Thursday, December 25, 2014

Flow at school, part 1

"Again, the importance of personally taking control of the direction of learning from the very first steps cannot be stressed enough. If a person feels coerced to read a certain book, to follow a given course because that is supposed to be the way to do it, learning will go against the grain. But if the decision is to take that same route because of an inner feeling of rightness, the learning will be effortless and enjoyable."
                                                             -Mihaly Csikszentmihalyi, Flow

Wow. This guy just nailed it.

If we don't focus on this essential first step, student autonomy and buy-in (and meaningful standards), the whole process becomes unpleasant and ineffective.

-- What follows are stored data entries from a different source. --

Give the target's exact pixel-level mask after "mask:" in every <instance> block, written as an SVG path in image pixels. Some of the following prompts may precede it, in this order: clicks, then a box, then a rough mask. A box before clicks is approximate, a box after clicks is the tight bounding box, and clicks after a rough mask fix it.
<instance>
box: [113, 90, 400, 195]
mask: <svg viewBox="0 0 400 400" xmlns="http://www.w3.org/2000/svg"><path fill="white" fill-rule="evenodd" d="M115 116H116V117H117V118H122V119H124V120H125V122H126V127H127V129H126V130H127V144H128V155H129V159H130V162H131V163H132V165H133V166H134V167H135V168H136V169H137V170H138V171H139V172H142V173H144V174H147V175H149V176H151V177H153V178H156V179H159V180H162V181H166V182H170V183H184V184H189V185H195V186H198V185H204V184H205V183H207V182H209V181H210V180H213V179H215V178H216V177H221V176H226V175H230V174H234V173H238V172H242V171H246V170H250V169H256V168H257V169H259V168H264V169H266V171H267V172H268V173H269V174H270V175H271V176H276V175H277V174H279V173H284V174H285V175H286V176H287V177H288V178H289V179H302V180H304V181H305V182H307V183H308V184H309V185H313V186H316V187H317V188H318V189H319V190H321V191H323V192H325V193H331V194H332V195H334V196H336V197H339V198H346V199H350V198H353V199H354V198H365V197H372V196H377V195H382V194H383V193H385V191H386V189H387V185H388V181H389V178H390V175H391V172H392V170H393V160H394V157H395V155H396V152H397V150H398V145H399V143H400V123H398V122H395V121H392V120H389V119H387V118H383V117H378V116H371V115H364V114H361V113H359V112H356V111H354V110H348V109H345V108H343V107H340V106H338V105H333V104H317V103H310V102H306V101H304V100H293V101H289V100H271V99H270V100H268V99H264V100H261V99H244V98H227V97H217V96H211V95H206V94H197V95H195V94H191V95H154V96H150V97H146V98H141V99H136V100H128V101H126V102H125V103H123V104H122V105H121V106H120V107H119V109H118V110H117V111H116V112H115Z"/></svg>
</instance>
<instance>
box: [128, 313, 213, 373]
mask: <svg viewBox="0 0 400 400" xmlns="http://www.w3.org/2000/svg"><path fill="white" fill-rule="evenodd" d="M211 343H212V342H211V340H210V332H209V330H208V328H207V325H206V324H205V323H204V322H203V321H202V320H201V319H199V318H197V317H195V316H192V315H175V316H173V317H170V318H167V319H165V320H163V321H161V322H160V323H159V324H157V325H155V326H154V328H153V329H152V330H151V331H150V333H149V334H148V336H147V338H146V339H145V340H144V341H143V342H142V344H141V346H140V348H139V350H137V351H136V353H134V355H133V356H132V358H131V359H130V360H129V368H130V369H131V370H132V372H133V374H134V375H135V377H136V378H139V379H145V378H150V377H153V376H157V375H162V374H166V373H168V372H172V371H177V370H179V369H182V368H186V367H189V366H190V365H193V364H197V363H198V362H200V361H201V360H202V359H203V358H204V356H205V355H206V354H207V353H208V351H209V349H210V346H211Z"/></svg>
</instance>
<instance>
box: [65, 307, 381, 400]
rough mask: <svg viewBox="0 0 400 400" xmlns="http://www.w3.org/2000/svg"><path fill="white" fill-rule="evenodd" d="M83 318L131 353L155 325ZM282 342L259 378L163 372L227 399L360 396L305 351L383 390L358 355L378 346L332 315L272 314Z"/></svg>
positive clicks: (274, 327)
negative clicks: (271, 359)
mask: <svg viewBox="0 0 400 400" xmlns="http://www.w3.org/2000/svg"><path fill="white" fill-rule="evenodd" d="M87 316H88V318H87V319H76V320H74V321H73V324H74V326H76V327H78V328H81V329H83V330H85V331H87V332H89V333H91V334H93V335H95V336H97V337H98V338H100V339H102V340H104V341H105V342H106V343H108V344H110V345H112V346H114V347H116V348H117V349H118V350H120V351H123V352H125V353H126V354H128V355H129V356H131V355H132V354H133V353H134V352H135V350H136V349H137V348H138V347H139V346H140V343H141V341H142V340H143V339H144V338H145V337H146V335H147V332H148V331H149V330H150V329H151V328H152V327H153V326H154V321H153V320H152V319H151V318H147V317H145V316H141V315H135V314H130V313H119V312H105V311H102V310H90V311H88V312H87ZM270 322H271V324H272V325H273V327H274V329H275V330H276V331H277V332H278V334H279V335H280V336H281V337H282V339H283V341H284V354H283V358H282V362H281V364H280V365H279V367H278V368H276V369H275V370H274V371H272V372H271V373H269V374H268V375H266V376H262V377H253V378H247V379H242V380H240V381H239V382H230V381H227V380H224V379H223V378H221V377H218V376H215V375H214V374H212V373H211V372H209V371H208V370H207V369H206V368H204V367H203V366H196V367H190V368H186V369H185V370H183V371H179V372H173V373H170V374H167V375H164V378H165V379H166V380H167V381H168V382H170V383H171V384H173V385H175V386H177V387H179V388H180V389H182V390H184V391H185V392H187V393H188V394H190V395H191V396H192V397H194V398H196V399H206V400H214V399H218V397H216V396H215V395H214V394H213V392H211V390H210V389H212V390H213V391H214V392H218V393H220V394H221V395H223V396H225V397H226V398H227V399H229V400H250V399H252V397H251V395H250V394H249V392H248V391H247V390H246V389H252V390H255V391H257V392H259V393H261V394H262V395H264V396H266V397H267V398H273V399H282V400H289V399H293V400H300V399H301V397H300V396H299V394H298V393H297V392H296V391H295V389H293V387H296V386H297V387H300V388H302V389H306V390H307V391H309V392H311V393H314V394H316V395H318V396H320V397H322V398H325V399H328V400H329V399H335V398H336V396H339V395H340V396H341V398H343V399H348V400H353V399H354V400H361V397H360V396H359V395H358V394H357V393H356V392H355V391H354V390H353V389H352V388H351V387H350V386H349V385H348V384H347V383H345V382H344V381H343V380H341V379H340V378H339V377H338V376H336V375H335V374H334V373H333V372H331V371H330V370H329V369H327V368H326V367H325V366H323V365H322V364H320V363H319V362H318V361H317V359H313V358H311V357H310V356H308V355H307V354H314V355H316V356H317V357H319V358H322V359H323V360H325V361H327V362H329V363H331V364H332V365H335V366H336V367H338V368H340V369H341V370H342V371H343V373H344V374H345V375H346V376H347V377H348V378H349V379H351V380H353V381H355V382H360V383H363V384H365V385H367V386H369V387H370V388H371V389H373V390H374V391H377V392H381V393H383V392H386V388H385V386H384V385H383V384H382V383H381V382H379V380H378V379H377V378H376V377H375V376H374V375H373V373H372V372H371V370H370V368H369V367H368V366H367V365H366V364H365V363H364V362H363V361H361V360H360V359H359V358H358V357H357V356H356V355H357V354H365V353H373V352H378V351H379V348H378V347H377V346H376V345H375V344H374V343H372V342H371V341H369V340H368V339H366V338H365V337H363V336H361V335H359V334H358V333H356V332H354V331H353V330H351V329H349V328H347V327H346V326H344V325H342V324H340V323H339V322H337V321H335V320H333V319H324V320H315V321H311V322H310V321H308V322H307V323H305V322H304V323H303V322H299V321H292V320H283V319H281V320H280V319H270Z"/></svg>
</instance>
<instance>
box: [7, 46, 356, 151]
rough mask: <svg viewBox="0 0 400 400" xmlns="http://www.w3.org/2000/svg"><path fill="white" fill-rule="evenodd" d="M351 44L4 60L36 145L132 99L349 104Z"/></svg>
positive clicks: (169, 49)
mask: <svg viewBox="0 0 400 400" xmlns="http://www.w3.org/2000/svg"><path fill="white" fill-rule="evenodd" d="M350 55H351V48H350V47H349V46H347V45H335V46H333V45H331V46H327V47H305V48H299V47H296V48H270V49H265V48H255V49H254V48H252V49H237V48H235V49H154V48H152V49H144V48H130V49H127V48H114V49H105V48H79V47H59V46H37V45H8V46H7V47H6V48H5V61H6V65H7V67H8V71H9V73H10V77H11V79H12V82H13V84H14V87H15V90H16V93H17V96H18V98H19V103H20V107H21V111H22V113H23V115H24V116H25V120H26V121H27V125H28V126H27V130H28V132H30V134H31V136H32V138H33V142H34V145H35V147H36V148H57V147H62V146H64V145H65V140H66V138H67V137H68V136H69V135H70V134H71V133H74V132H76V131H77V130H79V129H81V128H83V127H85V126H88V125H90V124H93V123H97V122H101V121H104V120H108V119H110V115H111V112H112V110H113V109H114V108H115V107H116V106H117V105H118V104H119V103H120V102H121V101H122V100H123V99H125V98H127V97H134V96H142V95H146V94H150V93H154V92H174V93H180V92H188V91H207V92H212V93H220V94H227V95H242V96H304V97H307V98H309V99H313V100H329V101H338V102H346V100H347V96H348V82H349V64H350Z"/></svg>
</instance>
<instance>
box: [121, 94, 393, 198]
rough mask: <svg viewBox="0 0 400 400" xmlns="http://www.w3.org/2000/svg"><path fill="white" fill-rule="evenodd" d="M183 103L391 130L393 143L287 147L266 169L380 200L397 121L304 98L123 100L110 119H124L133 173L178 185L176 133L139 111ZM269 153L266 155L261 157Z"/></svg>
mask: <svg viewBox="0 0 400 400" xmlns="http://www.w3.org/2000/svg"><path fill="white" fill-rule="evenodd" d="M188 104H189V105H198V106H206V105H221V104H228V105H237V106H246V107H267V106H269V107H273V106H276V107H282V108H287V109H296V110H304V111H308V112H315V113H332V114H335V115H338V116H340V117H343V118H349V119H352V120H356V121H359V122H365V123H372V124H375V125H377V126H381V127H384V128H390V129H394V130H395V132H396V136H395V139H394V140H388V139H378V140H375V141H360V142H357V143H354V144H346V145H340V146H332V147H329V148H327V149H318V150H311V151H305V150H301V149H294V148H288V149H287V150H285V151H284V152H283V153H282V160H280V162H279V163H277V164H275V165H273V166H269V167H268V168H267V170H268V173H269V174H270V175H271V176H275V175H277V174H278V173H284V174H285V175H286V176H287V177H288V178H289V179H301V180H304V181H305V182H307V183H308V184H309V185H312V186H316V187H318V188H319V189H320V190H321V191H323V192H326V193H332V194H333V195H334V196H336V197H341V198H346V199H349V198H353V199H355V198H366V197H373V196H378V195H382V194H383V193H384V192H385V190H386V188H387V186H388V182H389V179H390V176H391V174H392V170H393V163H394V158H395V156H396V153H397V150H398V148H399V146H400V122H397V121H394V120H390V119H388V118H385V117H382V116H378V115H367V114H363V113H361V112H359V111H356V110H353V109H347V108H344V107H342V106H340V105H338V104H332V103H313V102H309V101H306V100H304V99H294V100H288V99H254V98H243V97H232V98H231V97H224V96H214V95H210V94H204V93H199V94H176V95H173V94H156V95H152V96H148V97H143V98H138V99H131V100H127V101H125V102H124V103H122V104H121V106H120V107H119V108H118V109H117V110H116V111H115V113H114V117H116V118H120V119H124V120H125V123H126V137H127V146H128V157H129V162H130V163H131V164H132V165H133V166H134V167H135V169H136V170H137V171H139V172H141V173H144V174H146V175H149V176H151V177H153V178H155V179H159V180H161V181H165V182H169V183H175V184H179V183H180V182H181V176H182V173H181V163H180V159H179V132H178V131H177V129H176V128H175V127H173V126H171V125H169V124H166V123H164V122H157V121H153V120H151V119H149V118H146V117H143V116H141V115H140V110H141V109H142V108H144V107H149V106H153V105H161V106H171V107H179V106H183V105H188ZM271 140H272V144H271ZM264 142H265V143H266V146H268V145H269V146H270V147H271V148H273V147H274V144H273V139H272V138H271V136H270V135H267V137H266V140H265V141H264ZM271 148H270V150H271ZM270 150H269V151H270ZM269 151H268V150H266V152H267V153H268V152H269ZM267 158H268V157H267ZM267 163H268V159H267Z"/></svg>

This quote is from the chapter on the joys of mental pursuits, and in its closing section, he sums it up:
"Many people give up on learning after they leave school because thirteen or fourteen years of extrinsically motivated education is still a source of unpleasant memories. Their attention has been manipulated long enough from the outside by textbooks and teachers, and they have counted graduation as the first day of freedom."
And the end result of all this? Not only will they miss out on the joy of learning, "But a person who forgoes the use of his symbolic skills is never really free. His thinking will be directed by his neighbours, by the editorials in the papers, and by the appeals of television. he will be at the mercy of 'experts.'"

There's a lot at stake here. Radical change in education is long past due.